Though she wrote Silent Sky before she had worked with Le Blanc, the rewriting process has allowed Gunderson to shape the role with the actor in mind. She has taken Margaret to the edge of open emotionality, the writer says, and she trusts that Le Blanc will know just when to pull back.
“I know she won’t lurch into melodrama,” Gunderson says, “but you find so much emotional truth right before you get there. There’s a delicate strength that Jenn has that walks the line. We see what she feels without her having to beat her chest and wail. That’s important for Silent Sky, which is a play that’s funny but isn’t a comedy. She can do that so well—be the kind of funny you are around your friends.”
Gunderson writes strong female characters. “I don’t want to watch plays about weak women being weak or strong women being weak,” the playwright explains. “You have to have strength that can be vulnerable. That’s what we saw in Jenn in By and By.”
Over the summer, Le Blanc played Kate in the Livermore Shakespeare Festival’s Taming of the Shrew amid the vineyards of San Francisco’s East Bay, and before she heads into rehearsals for Silent Sky, she’ll be working with the San Francisco–based Arabian Shakespeare Festival on A Message by Kuwaiti playwright Hussain Al Musalam.

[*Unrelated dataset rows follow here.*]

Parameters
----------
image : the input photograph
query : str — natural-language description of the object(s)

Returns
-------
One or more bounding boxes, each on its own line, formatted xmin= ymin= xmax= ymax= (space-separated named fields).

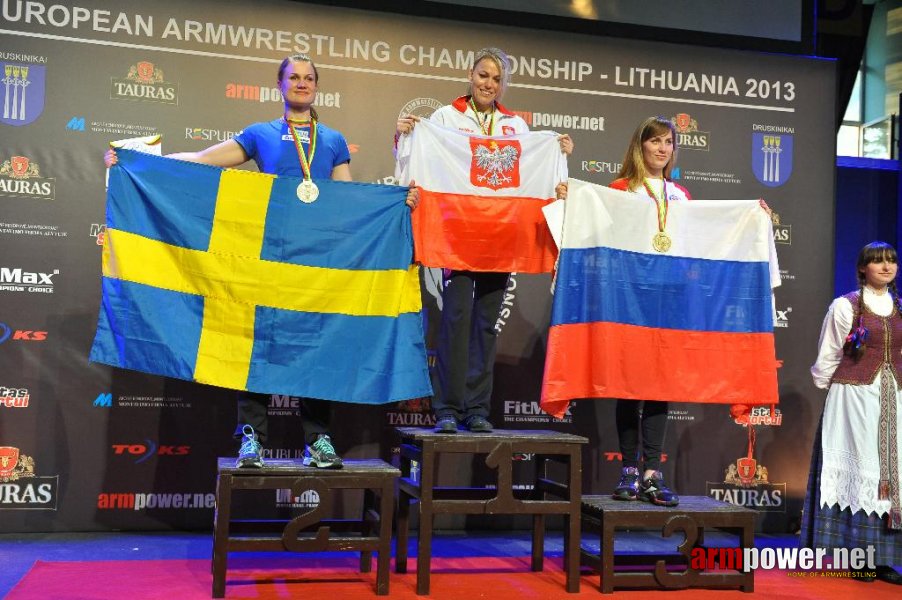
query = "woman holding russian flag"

Now that she’s fully immersed in Gunderson’s world, Le Blanc allows herself a moment to think about the kind of dream role she’d like Gunderson to create for her.
“I love her historical women,” Le Blanc proffers. “She captures women from a different era and makes them completely relatable to the modern mind. My dream role would be like that, a woman from history brought to life by Lauren, shown in all her passionate glory.”
Gunderson reiterates that she wouldn’t mind having Le Blanc act in everything she writes. “A relationship like this just builds and builds, because it’s based on trust,” the playwright says. “It’s what I feel with Jenn, and it’s what I feel in the Bay Area theatre community. I wake up and go, ‘I’m a lucky playwright right now.’ It’s a big thing to feel the trust that I feel here.”
Chad Jones is a San Francisco–based freelance writer who blogs at www.theaterdogs.net.